Finish with:1.0292959213256836 seconds, num_workers=0
Finish with:5.832638263702393 seconds, num_workers=1
Finish with:5.6890552043914795 seconds, num_workers=2
Finish with:5.761323690414429 seconds, num_workers=3
Finish with:5.874486684799194 seconds, num_workers=4
Finish with:6.3858232498168945 seconds, num_workers=5
Finish with:7.5590221881866455 seconds, num_workers=6
Finish with:8.2344229221344 seconds, num_workers=7
Finish with:8.8154878616333 seconds, num_workers=8
Finish with:9.214709758758545 seconds, num_workers=9
Finish with:9.995859861373901 seconds, num_workers=10
Finish with:10.611126184463501 seconds, num_workers=11
Finish with:12.081108093261719 seconds, num_workers=12


The results indicate a counterintuitive trend: as the number of workers increases, the time to process the data also increases, rather than decreasing. This is unusual because the expectation is that adding more workers would parallelize the data loading and potentially decrease the total processing time, up to a certain point, depending on the task's I/O and CPU-bound characteristics.

However, in this case, the increase in processing time with more workers suggests a few possibilities:

    Overhead from Too Many Workers: If the task of loading and preprocessing the data is relatively lightweight (as it might be with generating random data), the overhead of managing multiple worker processes can outweigh the benefits of parallelization. This is particularly true when the dataset is stored in memory (like your mock dataset), and there's minimal I/O latency to hide behind the workers' loading time.

    Contention: With too many workers, there might be contention for CPU resources, especially if the number of workers significantly exceeds the number of available CPU cores. This can lead to context switching overhead and reduced efficiency.

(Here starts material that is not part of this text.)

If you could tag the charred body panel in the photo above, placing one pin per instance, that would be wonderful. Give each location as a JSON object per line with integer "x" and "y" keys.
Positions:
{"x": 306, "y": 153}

    Implementation Details: Depending on how PyTorch and the DataLoader are implemented and interact with the system's threading and multiprocessing capabilities, there could be inefficiencies that become more pronounced with a higher number of workers.

    Synchronization Overhead: When all the worker processes try to return their batches of data back to the main process, there might be a synchronization overhead, especially if the main process is not able to consume the data as quickly as it is produced.

Given these results, it appears that for this specific scenario (using a mock dataset that likely requires minimal disk I/O and possibly minimal preprocessing), having zero or a very low number of worker processes is the most efficient choice. This scenario highlights the importance of tuning the number of workers based on the specific characteristics of the dataset, the complexity of the preprocessing, and the hardware capabilities of the system.

For real-world datasets, especially those involving complex preprocessing or significant disk I/O (like loading large images from disk), you might find a different optimal number of workers. It's always a good idea to conduct similar experiments with your actual dataset to find the best configuration.